Life is full of surprises, both good and less so. We've certainly seen that the future is not as predictable as we'd thought! Life is also full of lessons, nuggets of inspiration and meaning, hiding in sometimes unexpected places.

One of those places is an insightful phenomenon which people don't only seem to enjoy, but almost yearn for: Bloopers. Who doesn't appreciate watching actors and actresses, who play the parts of bitter rivals or wartime foes, sharing a laugh between acts?

But why are bloopers so enjoyable? Why do they attract so much attention? What if those actors really are enemies? Who cares?

In 1983 the Lubavitcher Rebbe starting encouraging schools to adopt a moment of silence at the beginning of each school day. This moment of silence would not be scripted or religious. It would simply be a time for each student to, for just a minute, remain quietly with his or her own thoughts.

The premise for this idea is that within every human being lies a spark a divinity and goodness. Therefore, when left alone with his or her thoughts, without outside influence or distraction, he or she will inevitably be inspired by their own consciousness to do good and be a better person.

Our Neshama, our G‑dly soul, yearns for meaning, inspiration and to add only goodness to our world. It knows and recognizes that our universe was crafted by a Creator who made it all for a reason, that reason being to serve a higher purpose. Our Neshama subconsciously knows that the world is wired to be harmonious and kind, and that people are meant to care for each other and be at peace with one another.

It is that spark of divinity which is not content with surrendering to the idea that negativity should prevail.
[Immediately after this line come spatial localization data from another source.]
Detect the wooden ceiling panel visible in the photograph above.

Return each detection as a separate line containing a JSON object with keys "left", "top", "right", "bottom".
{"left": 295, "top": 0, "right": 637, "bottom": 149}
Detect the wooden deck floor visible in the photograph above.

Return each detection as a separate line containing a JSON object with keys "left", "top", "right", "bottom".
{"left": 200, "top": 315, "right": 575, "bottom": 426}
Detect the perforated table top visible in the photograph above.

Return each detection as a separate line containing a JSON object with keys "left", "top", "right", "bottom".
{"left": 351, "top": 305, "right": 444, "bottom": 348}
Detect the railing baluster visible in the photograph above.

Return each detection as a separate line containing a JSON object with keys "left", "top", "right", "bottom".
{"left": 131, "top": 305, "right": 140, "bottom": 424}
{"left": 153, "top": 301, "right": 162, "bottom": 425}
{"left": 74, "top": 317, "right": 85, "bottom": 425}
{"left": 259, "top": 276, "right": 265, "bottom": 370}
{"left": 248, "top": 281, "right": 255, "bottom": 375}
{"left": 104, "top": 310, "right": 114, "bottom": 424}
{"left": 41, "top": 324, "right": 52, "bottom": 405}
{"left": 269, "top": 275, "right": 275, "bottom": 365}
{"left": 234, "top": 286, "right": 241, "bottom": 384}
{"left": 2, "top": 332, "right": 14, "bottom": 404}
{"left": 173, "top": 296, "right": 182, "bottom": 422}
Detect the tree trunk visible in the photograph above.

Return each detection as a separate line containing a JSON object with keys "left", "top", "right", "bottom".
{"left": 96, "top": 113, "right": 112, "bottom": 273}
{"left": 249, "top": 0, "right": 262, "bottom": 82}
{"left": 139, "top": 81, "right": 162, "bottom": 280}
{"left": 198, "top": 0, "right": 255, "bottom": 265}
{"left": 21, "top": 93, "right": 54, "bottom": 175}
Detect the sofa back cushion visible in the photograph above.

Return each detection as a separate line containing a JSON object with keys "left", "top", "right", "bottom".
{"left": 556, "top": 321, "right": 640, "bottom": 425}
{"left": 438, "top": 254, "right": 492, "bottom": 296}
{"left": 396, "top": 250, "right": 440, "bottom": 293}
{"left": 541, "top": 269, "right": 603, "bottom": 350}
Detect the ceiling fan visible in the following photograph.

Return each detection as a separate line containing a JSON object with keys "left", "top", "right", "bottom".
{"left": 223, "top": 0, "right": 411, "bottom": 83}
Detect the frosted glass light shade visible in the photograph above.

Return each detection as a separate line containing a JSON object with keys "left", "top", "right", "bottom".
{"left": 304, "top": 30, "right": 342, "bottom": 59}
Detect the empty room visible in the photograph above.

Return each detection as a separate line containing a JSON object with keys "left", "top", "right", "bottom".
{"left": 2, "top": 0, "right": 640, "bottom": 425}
It always looks to find the 'bloopers' in life, those flashes of goodness - 'aha' moments' - where the true good nature of our world shines, for even a short time.

With the holiday of Passover approaching, its timeless message reminds us of the human quest for freedom - a concept that works only if people have a spark of goodness within them. For if it isn't so, letting them be free would unleash only trouble!

Passover reminds us to do our best 'Pass Over' the negativity in life and find the bloopers. It reminds us to free ourselves from any self-imposed boundaries, find the bloopers in life and be unrelenting in our quest to bring forth the good in everyone and everything.